Now, this may seem like only moderate ground lost for Coleman, considering the multitude of counties in which Franken’s margin of victory or loss was double-digits worse than Mike Hatch in 2006. In fact, Coleman dropped off from Pawlenty’s margin of victory or loss by double-digits in just one county across the entire state: Steele (by 10 points). Franken, on the other hand, endured double-digit drop-offs in thirteen counties: Freeborn, Carlton, Hubbard, Polk, St. Louis, Pennington, Marshall, Lake, Lake of the Woods, Kittson, Clearwater, Koochiching, and Red Lake.
The problem for Coleman, of course, is that the seven metro counties are densely populated. As such, Franken was able to offset double-digit dips in many counties simply by bettering Hatch’s performance in Hennepin County by 4 points.
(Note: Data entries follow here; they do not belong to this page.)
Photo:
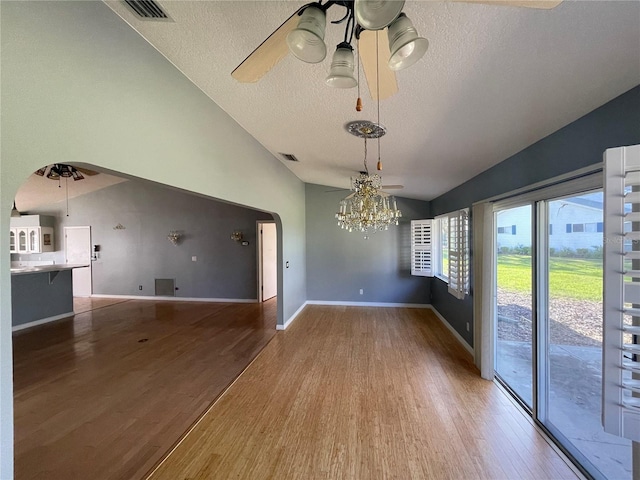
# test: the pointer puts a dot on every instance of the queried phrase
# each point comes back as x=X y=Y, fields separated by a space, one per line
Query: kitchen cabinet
x=31 y=234
x=13 y=242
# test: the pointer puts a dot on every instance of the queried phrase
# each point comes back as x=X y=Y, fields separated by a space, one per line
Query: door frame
x=259 y=224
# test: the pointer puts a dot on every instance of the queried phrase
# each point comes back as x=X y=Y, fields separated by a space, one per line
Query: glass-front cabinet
x=23 y=246
x=13 y=246
x=31 y=239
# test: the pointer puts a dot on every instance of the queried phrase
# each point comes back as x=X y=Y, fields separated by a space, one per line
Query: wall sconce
x=174 y=237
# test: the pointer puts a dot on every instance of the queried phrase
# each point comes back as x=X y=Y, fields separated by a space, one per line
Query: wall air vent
x=147 y=9
x=289 y=157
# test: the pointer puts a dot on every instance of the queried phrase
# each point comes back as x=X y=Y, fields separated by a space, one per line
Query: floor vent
x=147 y=9
x=165 y=287
x=289 y=157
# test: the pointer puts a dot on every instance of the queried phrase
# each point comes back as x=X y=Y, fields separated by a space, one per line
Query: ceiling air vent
x=289 y=157
x=147 y=9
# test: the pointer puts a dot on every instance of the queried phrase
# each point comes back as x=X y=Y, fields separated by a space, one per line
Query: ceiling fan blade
x=367 y=52
x=268 y=53
x=542 y=4
x=86 y=171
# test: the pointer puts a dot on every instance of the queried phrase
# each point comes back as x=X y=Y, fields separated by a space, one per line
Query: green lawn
x=575 y=278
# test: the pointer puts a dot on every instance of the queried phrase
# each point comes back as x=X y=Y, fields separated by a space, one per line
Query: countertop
x=45 y=268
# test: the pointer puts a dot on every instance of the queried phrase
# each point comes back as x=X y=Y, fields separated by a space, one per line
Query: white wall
x=79 y=85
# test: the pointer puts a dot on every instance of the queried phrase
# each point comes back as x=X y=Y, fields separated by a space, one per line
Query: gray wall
x=34 y=298
x=340 y=263
x=579 y=144
x=140 y=253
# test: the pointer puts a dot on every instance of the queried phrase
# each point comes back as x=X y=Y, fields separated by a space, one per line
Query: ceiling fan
x=302 y=34
x=61 y=170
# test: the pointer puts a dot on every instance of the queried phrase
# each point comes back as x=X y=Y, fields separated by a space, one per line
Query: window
x=421 y=248
x=440 y=248
x=511 y=230
x=459 y=253
x=441 y=251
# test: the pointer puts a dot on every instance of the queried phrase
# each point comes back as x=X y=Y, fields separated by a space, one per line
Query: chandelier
x=367 y=208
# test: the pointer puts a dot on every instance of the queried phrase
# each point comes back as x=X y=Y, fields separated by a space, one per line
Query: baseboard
x=42 y=321
x=368 y=304
x=291 y=318
x=178 y=299
x=462 y=341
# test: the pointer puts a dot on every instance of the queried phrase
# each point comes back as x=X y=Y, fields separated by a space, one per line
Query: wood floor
x=105 y=395
x=363 y=393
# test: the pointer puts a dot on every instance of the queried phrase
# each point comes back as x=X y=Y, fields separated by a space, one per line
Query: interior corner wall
x=139 y=253
x=579 y=144
x=80 y=86
x=340 y=263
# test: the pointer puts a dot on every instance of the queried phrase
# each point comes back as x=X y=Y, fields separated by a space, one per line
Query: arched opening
x=134 y=363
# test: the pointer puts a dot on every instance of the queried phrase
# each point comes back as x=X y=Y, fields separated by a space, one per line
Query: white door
x=77 y=248
x=268 y=260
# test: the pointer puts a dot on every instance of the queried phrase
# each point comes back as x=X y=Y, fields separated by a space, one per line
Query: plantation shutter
x=459 y=253
x=421 y=249
x=621 y=335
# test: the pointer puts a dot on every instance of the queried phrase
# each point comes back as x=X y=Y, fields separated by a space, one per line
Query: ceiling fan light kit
x=341 y=74
x=377 y=14
x=404 y=43
x=306 y=41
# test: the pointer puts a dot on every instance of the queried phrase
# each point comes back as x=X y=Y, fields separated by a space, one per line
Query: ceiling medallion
x=365 y=129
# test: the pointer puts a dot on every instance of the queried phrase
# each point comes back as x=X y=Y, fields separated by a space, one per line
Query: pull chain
x=359 y=101
x=366 y=169
x=379 y=166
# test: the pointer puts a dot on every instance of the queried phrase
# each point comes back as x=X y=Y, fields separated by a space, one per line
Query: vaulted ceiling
x=495 y=80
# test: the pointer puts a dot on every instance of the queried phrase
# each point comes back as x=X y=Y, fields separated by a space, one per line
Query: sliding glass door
x=548 y=348
x=514 y=301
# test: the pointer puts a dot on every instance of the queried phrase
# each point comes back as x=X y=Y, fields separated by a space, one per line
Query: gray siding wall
x=340 y=263
x=141 y=252
x=579 y=144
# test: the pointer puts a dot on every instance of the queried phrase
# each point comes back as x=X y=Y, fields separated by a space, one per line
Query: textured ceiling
x=495 y=80
x=37 y=192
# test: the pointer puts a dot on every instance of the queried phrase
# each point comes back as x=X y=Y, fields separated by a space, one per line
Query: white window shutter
x=421 y=248
x=459 y=253
x=621 y=335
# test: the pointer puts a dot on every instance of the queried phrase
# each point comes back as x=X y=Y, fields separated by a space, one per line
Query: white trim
x=178 y=299
x=462 y=341
x=368 y=304
x=22 y=326
x=291 y=318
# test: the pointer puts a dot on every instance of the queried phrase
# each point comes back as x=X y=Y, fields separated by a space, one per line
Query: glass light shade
x=404 y=43
x=306 y=41
x=342 y=65
x=377 y=14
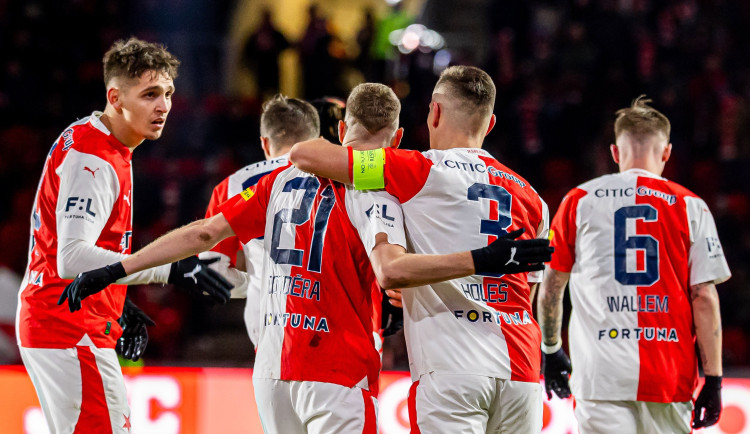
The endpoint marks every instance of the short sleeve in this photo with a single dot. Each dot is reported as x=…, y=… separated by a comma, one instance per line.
x=88, y=190
x=405, y=173
x=542, y=232
x=231, y=245
x=375, y=212
x=707, y=262
x=563, y=231
x=246, y=212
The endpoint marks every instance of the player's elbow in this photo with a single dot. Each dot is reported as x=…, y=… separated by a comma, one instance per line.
x=301, y=156
x=390, y=276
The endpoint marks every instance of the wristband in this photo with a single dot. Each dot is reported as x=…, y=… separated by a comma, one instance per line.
x=551, y=349
x=367, y=169
x=712, y=382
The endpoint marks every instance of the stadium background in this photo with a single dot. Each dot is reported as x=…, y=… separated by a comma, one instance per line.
x=561, y=68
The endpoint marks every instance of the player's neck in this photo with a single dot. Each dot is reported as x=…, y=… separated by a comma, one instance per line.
x=120, y=129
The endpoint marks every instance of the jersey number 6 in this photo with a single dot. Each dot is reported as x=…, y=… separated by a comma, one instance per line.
x=645, y=243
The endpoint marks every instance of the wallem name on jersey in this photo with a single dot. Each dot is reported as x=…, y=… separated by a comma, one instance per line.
x=76, y=204
x=297, y=286
x=297, y=320
x=515, y=318
x=638, y=333
x=638, y=303
x=641, y=190
x=481, y=168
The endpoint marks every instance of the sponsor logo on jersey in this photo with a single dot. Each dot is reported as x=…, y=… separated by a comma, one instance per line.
x=125, y=241
x=296, y=320
x=76, y=203
x=515, y=318
x=647, y=333
x=488, y=293
x=714, y=247
x=296, y=286
x=36, y=278
x=247, y=193
x=640, y=303
x=375, y=211
x=67, y=139
x=482, y=168
x=93, y=172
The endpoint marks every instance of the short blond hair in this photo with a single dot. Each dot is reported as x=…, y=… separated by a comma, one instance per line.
x=471, y=86
x=131, y=58
x=640, y=119
x=286, y=121
x=374, y=106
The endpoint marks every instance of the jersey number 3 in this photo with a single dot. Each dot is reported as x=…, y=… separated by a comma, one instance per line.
x=298, y=216
x=645, y=243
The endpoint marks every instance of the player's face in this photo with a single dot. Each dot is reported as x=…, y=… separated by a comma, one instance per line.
x=146, y=103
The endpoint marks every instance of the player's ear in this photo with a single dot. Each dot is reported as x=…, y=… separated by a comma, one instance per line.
x=265, y=146
x=615, y=153
x=436, y=112
x=493, y=119
x=397, y=136
x=113, y=98
x=666, y=153
x=342, y=131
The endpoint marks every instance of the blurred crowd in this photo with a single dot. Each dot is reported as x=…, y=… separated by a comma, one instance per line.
x=561, y=68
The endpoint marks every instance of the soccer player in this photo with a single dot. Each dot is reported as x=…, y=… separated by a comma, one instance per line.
x=82, y=219
x=316, y=361
x=643, y=257
x=472, y=342
x=284, y=122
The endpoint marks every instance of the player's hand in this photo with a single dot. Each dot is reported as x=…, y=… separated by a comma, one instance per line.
x=394, y=297
x=134, y=337
x=392, y=319
x=506, y=255
x=89, y=283
x=708, y=405
x=557, y=370
x=195, y=276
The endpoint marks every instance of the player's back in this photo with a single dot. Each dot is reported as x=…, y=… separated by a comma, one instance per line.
x=632, y=239
x=455, y=200
x=317, y=304
x=85, y=192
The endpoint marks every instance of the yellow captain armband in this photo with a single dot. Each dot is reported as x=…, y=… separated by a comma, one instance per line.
x=367, y=169
x=247, y=193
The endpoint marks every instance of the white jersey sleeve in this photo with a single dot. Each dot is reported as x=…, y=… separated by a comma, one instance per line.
x=88, y=190
x=707, y=262
x=375, y=212
x=543, y=234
What further compounds Coleman’s metro problem is that election turnout in this presidential election year (77.9 percent) was obviously much higher than when Pawlenty ran in 2006 (59.5 percent): a 30.9 percent increase. That means the increased deficits Coleman suffered in Hennepin and Ramsey Counties were multiplied, and the victory margins Coleman enjoyed in Anoka, Carver, Dakota, Scott, and Washington Counties were not fully maximized. More to the point, voter turnout in the Metro region was disproportionately higher in the 2008 U.S. Senate race than in the 2006 gubernatorial election. Voter turnout increased 30.9 percent statewide from 2006 to 2008, but increased by 33.7 percent in the metro region:
Scott: +41.9 percent
Carver: +35.8 percent
Anoka: +35.6 percent
Dakota: +34.1 percent
Hennepin: +33.7 percent
Ramsey: +31.8 percent
Washington: +30.3 percent
The metro region accounted for 55 percent of the statewide votes in the U.S. Senate race in 2008, compared to 53.9 percent of the gubernatorial votes in 2006. And, more importantly, the Democratic strongholds of Hennepin and Ramsey counties accounted for 30.5 percent of the 2008 Senate vote statewide, compared to 29.9 percent of the gubernatorial vote in 2006.
In an election decided by a few hundred votes, this disproportionately higher turnout in Hennepin and Ramsey counties in 2008 may ultimately be the deciding factor in the race.